Кладбище одесского лепрозория. Есть там и обычные могилы, а есть те, где ничего, кроме камней и нарисованного лица захороненного. Каким он был, пока не стал обезображенным страшной болезнью
Кладбище одесского лепрозория. Есть там и обычные могилы, а есть те, где ничего, кроме камней и нарисованного лица захороненного. Каким он был, пока не стал обезображенным страшной болезнью

Большая страна распалась, новых зараженных никто не ищет, может, есть они, может, нет — кто ведает.

Когда я приехала в лепрозорий, там осталось 22 человека. Совсем уже старенькие. Врачи к ним наведывались редко, по утрам.

Последние здешние обитатели доживали свой век, никому не мешая, от мировых событий в стороне.

“Ты — вся моя надежда, глаза мои, мои руки”, — не уставал повторять Ибрагим своей Клавдии все тридцать лет, что они вместе.

Не было больше своих глаз у Ибрагима, вытекли, не двигались руки, ноги ходили плохо.

“Но прожить и умереть надо так, чтобы рядом всегда была баранья грудинка, кувшин вина и любимая женщина”, — афористично заявлял дедушка.

А для бабки он — такой же красавчик.
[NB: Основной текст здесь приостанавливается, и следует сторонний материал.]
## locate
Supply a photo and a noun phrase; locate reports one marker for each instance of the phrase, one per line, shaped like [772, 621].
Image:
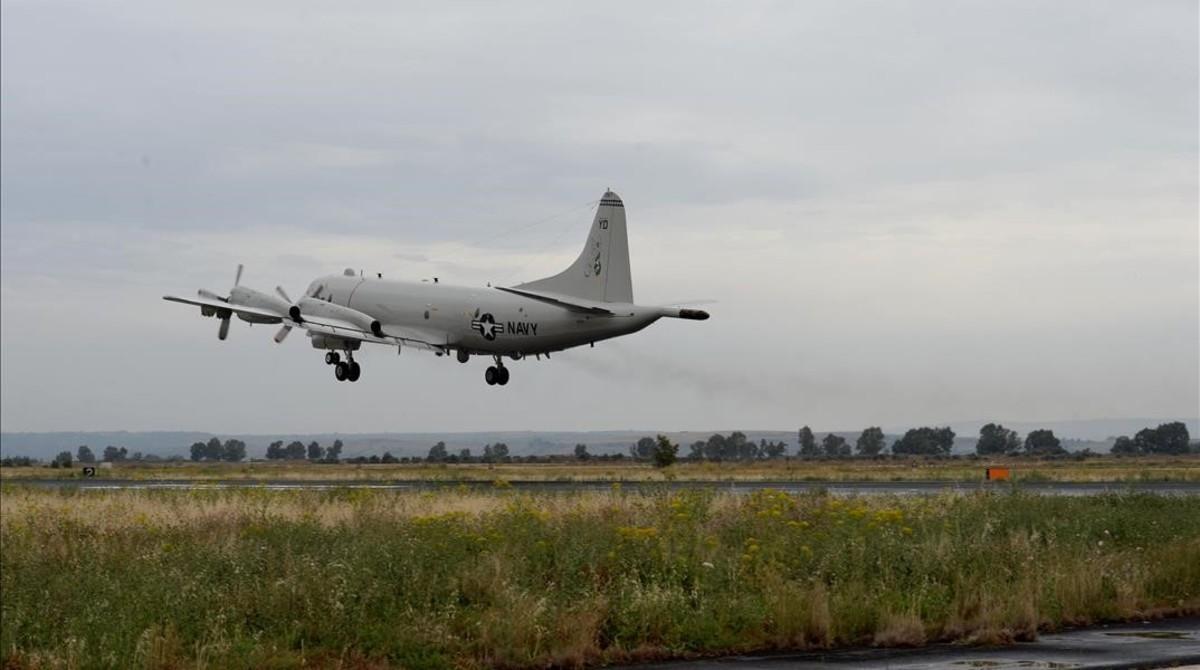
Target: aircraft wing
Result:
[393, 335]
[203, 303]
И она для него, незрячего, все та же. Видно, и правда — любовь слепа.

Нет уже на земле ни Клавдии, ни Ибрагима.

Осталась только память о их любви.

Думаю, что не сохранился и одесский лепрозорий. Самым молодым его пациентам, наверное, уже под сто лет.

Иногда я думаю, что вот такие незаметные, простые люди, и есть настоящая соль земли.

А что политики — они любят лишь власть.

И если кого-то настигнет карма в виде неизлечимой болезни, значит так тому и быть. Все возвращается от Вселенной бумерангом.